Helping self-driving cars become reliable chauffeurs
Why robustness is key for artificial intelligence in vehicle software.
Driving a car in foggy conditions can be challenging. You have to reduce your speed, turn on the rear fog lights, and stay alert for road markings and objects in the misty distance. This situation on the road is – clearly – not optimal but, all things considered, you can still drive pretty well. In other words, you can still perform under certain limitations, or ‘perturbations’. The same goes for our vehicle software algorithms, where the functional stability of a system under perturbation is described as robustness.
Now let’s take that idea of robustness into the world of automated driving. Even with a little bit of dirt on the camera lens, or even if a sensor isn’t quite mounted straight, a fully self-driving car will still have to drive correctly and safely. And no matter what color the other cars are on the road or what clothes pedestrians are wearing, the system shouldn’t have any trouble identifying them.
While this doesn’t present a big challenge to human drivers, it’s quite a challenge for vehicle software that relies on artificial intelligence (AI) to make certain decisions. These vehicle AI modules will have to train and improve their robustness to such a point where perturbations do not cause them to make an incorrect – and potentially dangerous – decision.
In its current state, even the most advanced AI systems still struggle here. Minor changes of input data (which is then processed by an AI module), can be enough to confuse the system and cause it to come to misleading conclusions. That minor change might just be a difference in a couple of pixels in an image. Building reliable and secure machine-learning algorithms is therefore an important area of scientific research, not only for self-driving vehicles, but across all industries.
Testing classification
The reason that algorithms can come to misleading conclusions is due to ‘classification’, an aspect of supervised learning techniques for artificial intelligence. Imagine you have a group of pictures that are all similar to each other, but nevertheless unique. Perhaps some pictures are of dogs and others are of cats. They’re all mammals that walk on four legs and have a head and a tail, but they’re still different. The differentiation between those two animals is referred to as a classification boundary. If you slightly modify one of the pictures of a cat so that it looks more like a dog, then AI recognition will cross that boundary and classify it as a dog.

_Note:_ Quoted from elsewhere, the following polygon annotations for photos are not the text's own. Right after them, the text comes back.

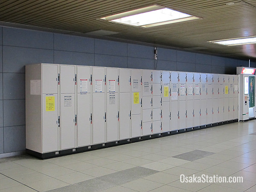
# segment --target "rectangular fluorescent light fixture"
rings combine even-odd
[[[256,36],[252,36],[233,39],[223,39],[221,40],[210,41],[209,43],[219,44],[227,46],[234,45],[246,45],[256,44]]]
[[[155,5],[102,17],[100,19],[147,28],[199,18]]]

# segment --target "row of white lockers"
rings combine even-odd
[[[26,67],[27,149],[41,153],[238,119],[238,76]]]

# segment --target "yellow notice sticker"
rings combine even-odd
[[[134,104],[139,104],[140,103],[140,93],[139,92],[134,93]]]
[[[47,111],[55,111],[55,97],[51,96],[45,97],[45,104]]]
[[[227,85],[225,86],[225,94],[228,94],[228,86]]]
[[[169,87],[164,86],[163,87],[163,96],[168,97],[169,96]]]

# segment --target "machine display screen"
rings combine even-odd
[[[244,94],[249,93],[249,77],[244,77]]]

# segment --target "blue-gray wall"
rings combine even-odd
[[[85,37],[0,27],[0,154],[25,149],[25,65],[48,63],[234,74],[248,61]],[[255,67],[252,62],[251,67]]]

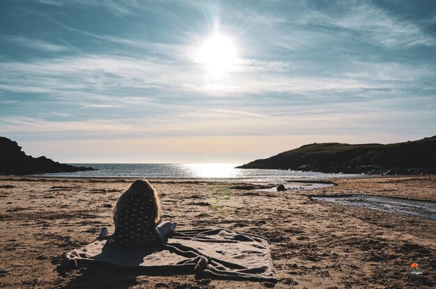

To test classification and train robustness of an AI module, you can purposefully disrupt an image. For example, you can rotate it, color it in a different way, or simulate weather conditions. Training AI in this way allows it to consistently make the right decisions.
Context is key
But there are many more factors to be considered when ensuring robustness for self-driving vehicle AI. Consider time, for example: if a vehicle AI system doesn’t recognize a pedestrian within 5 milliseconds, then this might not be a problem. The system might not have to recognize them quite that quickly. But if it can’t recognize a pedestrian in 10 seconds, then this certainly is a problem. Time isn’t the only factor, though. The constellation of events, and its effect on correct labelling by the AI module, is also important. A system might be better at identifying a pedestrian walking across the road than it is at identifying a cyclist riding behind a car.
When determining robustness, it’s crucial that it is considered in the context of the overall safety of an overall function. Safety is not an abstract concept; it’s always a system property. On their own, neural networks and perception functions are never safe or unsafe because any errors they contain do not pose an immediate risk to the vehicle’s environment or occupants.
A key part of the safety process is the analysis and evaluation of performance limitations, i.e. possible sources of errors and their effects. This is the point where the robustness of neural networks is of great importance. The requirements for the degree of robustness are then based on the context – including the environment and driving situation – and on the safety goals in order to keep the residual risk of the overall function as small as possible. The aim is to maximize the number of conditions a self-driving vehicle software can handle with a high degree of robustness.
With all of these considerations, you can imagine that training a vehicle AI module is an extremely long and complex process. But it’s a necessary prerequisite to help self-driving vehicles become robust. Only in this way can they become our reliable chauffeurs of the future.